Успенский сел, закинув ногу на ногу, достал папиросу, раскурил не затягиваясь, запыхкал дымком.
— Курите? — протянул Сергею пачку.
— Изредка. Но сейчас, спасибо, не хочу...
— Закаляете волю? А я, volens-nolens, и пью, и курю... и жену мою ужасно ревную. — Горестно усмехнулся. — Кто знает, от чего помрем. — Он замолк, потупился, что-то внезапно потрясло его до глубины души, и Сергей не решался нарушить это молчание, сидел, припомнил подробности их первой встречи. «Как он изменился, — размышлял, — постарел, стал еще более нервным...»
— Вы почему затосковали? — спросил вошедший Дмитрий. — Сейчас будет чай.
— Как теперь на границе, — вдруг спросил Успенский, — перебрались без приключений?
— Благополучно, — ответил Кравчинский.
— А провалы бывают? Кого-нибудь из ваших поймали?
— Морозова схватили. Когда назад возвращался, из Женевы.
— Этак они всю интеллигенцию уничтожат, — вскочил Глеб Иванович. — Бакунин, Лавров, Кропоткин, Лопатин... Цвет народа! Одни на каторге, другие в изгнании... Позор такому строю! — Он снял с папиросы картонный мундштук, достал другую и каким-то необычным способом молниеносно насадил на нее окурок. — Так где же чай? Пить хочется. — И резко остановился перед Кравчинским: — Как вы думаете, найдется для меня в России работа?
— Смотря какая, — ответил Сергей.
— Все равно. Рублей на сто. Я поеду. Брошу к черту это заграничье — Женевы, Парижи — и поеду. Тоска заедает. — Два пальца Успенского легли на грудь, как раз против сердца. — Поверьте, надоело все, домой тянет, писать не могу.
Дмитрий поставил печенье, стаканы, разлил чай. Сергей пил с удовольствием.
— А там меня не арестуют? — снова спросил Успенский.
— За что же, Глеб Иванович? — удивился Клеменц.
— Да хотя бы за связь с вами. С тобой, с Кравчинским... Вы ведь на заметке, заодно и меня схватят.
— Гарантировать, конечно, нельзя, — сказал Сергей. — Но, насколько мне известно, ваше имя нигде не упоминается. Значит, ничем не скомпрометировано.
— Разве что пьянством, — грустно добавил Успенский.
— Зачем на себя наговариваете? — возразил Дмитрий.
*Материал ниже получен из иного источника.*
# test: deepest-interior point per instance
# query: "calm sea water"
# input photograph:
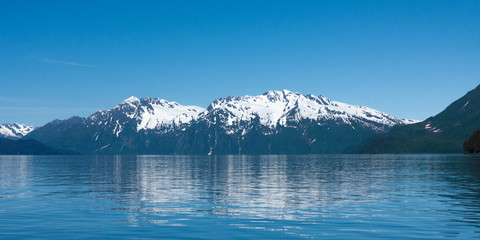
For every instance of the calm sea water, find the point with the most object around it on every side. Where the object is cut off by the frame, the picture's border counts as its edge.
(238, 197)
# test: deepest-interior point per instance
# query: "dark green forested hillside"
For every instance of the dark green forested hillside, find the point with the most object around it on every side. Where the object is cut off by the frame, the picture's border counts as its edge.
(472, 145)
(28, 147)
(443, 133)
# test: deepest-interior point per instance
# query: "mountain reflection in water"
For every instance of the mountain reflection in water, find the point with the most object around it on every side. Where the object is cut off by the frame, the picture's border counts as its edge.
(306, 196)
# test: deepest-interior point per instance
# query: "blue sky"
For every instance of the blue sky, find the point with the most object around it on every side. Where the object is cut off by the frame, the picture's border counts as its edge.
(64, 58)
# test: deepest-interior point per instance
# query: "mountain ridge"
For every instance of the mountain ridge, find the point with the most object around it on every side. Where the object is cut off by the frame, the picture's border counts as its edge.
(273, 122)
(442, 133)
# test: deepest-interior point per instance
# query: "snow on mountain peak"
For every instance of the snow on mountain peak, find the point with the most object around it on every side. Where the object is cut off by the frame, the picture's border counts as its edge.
(280, 107)
(15, 130)
(131, 99)
(148, 114)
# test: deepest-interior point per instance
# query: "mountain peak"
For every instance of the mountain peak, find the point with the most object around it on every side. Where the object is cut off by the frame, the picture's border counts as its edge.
(131, 99)
(14, 130)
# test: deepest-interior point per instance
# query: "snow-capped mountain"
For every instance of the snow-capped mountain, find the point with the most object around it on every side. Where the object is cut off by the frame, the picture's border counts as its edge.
(286, 108)
(280, 122)
(15, 130)
(146, 114)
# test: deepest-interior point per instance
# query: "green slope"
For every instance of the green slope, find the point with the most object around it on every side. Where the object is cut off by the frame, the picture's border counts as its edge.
(443, 133)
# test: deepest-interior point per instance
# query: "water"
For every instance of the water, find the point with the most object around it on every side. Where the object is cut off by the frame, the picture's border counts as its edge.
(239, 197)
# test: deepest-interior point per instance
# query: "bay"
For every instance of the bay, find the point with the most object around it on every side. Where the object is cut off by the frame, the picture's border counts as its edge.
(240, 197)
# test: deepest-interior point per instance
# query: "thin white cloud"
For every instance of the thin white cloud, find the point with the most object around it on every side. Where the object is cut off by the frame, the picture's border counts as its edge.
(64, 62)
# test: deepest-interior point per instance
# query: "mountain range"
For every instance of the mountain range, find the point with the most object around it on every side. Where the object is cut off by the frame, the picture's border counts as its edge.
(442, 133)
(276, 122)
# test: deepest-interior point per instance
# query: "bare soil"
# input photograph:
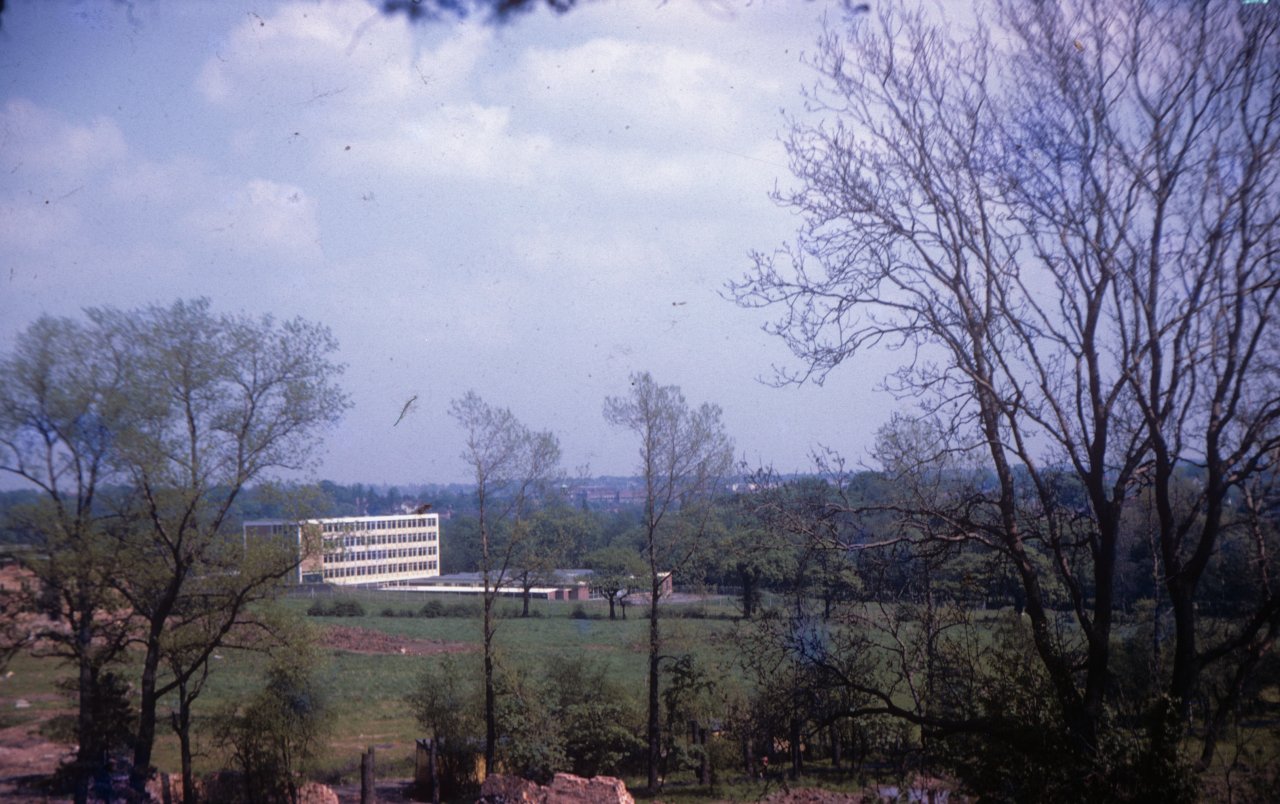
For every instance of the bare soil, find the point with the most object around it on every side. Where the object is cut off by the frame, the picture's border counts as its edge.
(366, 640)
(26, 761)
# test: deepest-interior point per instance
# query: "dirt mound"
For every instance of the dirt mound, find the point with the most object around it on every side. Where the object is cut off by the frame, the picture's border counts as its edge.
(366, 640)
(814, 795)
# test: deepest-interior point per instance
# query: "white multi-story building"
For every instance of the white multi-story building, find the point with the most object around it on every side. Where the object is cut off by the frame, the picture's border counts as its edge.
(361, 549)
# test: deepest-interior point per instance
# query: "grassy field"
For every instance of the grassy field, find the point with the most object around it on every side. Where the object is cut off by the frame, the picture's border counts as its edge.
(366, 690)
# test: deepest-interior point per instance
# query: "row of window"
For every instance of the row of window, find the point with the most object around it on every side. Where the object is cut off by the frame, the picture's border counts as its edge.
(423, 521)
(410, 566)
(401, 552)
(403, 538)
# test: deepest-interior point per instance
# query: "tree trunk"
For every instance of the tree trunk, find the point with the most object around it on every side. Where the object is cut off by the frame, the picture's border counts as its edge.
(182, 725)
(654, 726)
(88, 753)
(368, 781)
(490, 713)
(748, 579)
(796, 761)
(146, 735)
(435, 771)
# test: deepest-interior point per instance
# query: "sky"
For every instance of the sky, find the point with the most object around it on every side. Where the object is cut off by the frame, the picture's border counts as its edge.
(533, 211)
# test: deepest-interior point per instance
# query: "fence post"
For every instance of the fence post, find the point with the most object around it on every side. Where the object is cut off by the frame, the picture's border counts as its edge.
(368, 795)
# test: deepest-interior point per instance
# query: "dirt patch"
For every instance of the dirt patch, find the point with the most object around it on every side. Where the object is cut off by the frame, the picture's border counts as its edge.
(814, 795)
(366, 640)
(26, 759)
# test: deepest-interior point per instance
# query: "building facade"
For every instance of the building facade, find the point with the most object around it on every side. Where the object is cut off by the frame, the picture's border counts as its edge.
(362, 551)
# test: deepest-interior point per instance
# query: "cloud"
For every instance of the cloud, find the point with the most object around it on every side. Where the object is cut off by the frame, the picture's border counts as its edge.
(310, 55)
(261, 219)
(35, 141)
(469, 141)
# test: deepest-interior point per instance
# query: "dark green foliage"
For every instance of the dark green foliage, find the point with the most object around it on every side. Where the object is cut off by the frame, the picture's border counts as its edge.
(1025, 754)
(437, 608)
(279, 732)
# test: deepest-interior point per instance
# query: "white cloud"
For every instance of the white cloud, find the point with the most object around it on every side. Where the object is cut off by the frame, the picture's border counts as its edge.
(465, 141)
(264, 219)
(36, 141)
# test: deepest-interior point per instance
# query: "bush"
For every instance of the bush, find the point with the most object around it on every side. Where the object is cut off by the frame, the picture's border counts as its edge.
(279, 732)
(432, 608)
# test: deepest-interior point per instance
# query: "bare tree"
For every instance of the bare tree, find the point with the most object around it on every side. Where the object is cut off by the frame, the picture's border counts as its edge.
(684, 455)
(512, 466)
(1068, 219)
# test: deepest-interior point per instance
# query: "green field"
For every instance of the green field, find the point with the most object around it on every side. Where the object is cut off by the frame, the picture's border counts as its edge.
(366, 690)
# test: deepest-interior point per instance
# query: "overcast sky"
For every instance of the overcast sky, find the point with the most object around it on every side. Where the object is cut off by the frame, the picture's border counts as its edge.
(533, 211)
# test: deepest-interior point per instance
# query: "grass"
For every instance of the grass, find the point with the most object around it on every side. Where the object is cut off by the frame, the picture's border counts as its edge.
(368, 691)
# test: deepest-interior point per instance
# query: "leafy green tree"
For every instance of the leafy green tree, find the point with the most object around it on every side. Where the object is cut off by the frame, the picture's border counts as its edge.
(64, 397)
(512, 466)
(275, 736)
(444, 702)
(616, 572)
(684, 455)
(218, 402)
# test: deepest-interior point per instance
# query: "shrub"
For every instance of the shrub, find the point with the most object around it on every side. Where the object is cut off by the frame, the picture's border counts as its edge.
(432, 608)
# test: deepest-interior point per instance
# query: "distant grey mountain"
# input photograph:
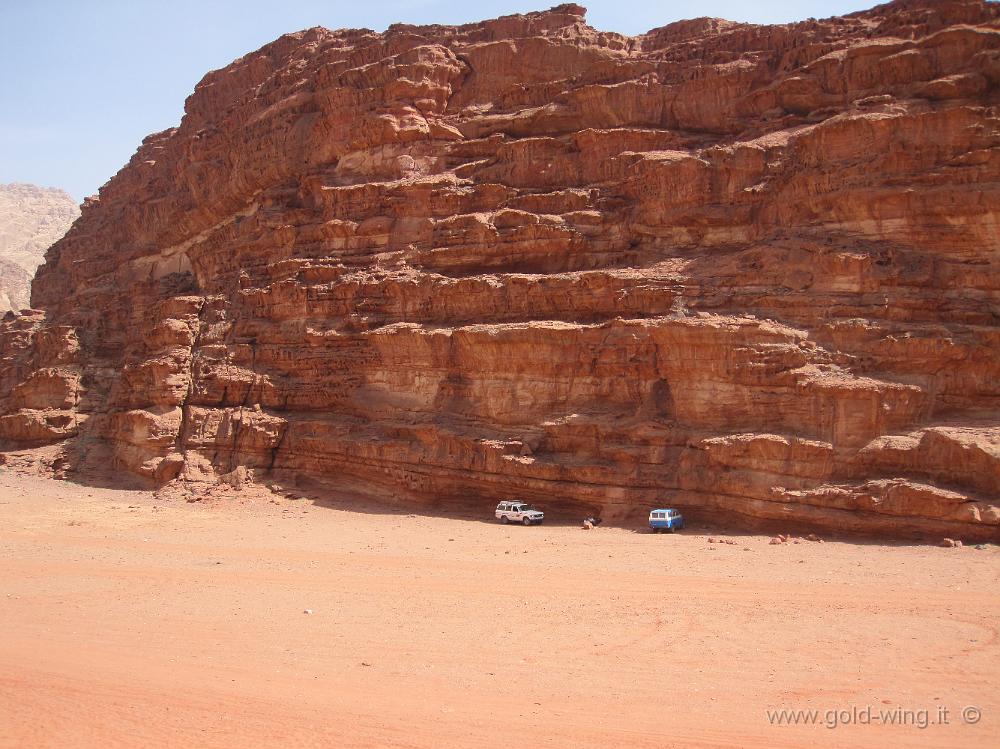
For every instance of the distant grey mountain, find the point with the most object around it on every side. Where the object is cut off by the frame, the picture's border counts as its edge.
(32, 218)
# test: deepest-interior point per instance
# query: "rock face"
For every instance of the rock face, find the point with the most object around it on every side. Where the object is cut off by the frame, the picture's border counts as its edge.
(31, 219)
(752, 272)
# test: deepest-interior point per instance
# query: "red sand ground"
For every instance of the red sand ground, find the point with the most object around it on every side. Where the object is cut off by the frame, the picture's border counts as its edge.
(130, 620)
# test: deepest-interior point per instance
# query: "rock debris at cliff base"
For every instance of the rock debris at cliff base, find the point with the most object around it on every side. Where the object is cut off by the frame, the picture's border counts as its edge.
(749, 271)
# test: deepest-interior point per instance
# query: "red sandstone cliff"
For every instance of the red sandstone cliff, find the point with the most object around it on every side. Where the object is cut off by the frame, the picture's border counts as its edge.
(32, 218)
(749, 271)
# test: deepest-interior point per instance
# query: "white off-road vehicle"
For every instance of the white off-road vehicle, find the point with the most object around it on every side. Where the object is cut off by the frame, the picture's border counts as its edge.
(519, 512)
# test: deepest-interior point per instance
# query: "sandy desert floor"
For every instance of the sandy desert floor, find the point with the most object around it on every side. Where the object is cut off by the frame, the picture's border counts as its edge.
(131, 620)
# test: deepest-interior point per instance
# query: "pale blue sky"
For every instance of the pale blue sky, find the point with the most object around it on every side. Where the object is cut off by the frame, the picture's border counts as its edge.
(82, 82)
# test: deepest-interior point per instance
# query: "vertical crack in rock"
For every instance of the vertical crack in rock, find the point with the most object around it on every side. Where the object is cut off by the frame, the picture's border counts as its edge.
(749, 271)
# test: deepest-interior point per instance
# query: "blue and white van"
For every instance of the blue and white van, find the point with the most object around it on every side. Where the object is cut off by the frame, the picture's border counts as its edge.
(665, 520)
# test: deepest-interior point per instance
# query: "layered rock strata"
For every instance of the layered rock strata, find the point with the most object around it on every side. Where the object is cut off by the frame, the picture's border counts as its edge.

— Хотя, заметьте, пьяницы хорошие люди, — не обращая внимания на его слова, продолжал Глеб Иванович. — Якушкин, Решетников... Пьют не от хорошей жизни — от боли душевной. Да за пьянство не преследуют. — Он снова нарастил папиросу, сделав ее еще более длинной, сел к столу. — И я благодарен вам, молодым, — коснулся двумя пальцами груди, — вы спасли меня. От пьяной гибели. В вас я увидел что-то светлое, вы вселили в меня надежду...
Успенский говорил тихо, задумчиво, смотрел то на одного, то на другого собеседника, а в глазах проступала глубокая душевная боль.
— Выбраться бы мне отсюда. Чувствую себя ребенком, оторванным от материнской груди. Словно силою взяли да и оторвали. — Он умолк, то и дело попыхивал дымком. — Вот возьму да и опишу вас. Всех. Лаврова, Лопатина, Фигнер, вас обоих... Что, не верите?
— Почему же, Глеб Иванович?.. Но пейте, пейте, чай ведь остывает. — Клеменц пододвинул стакан.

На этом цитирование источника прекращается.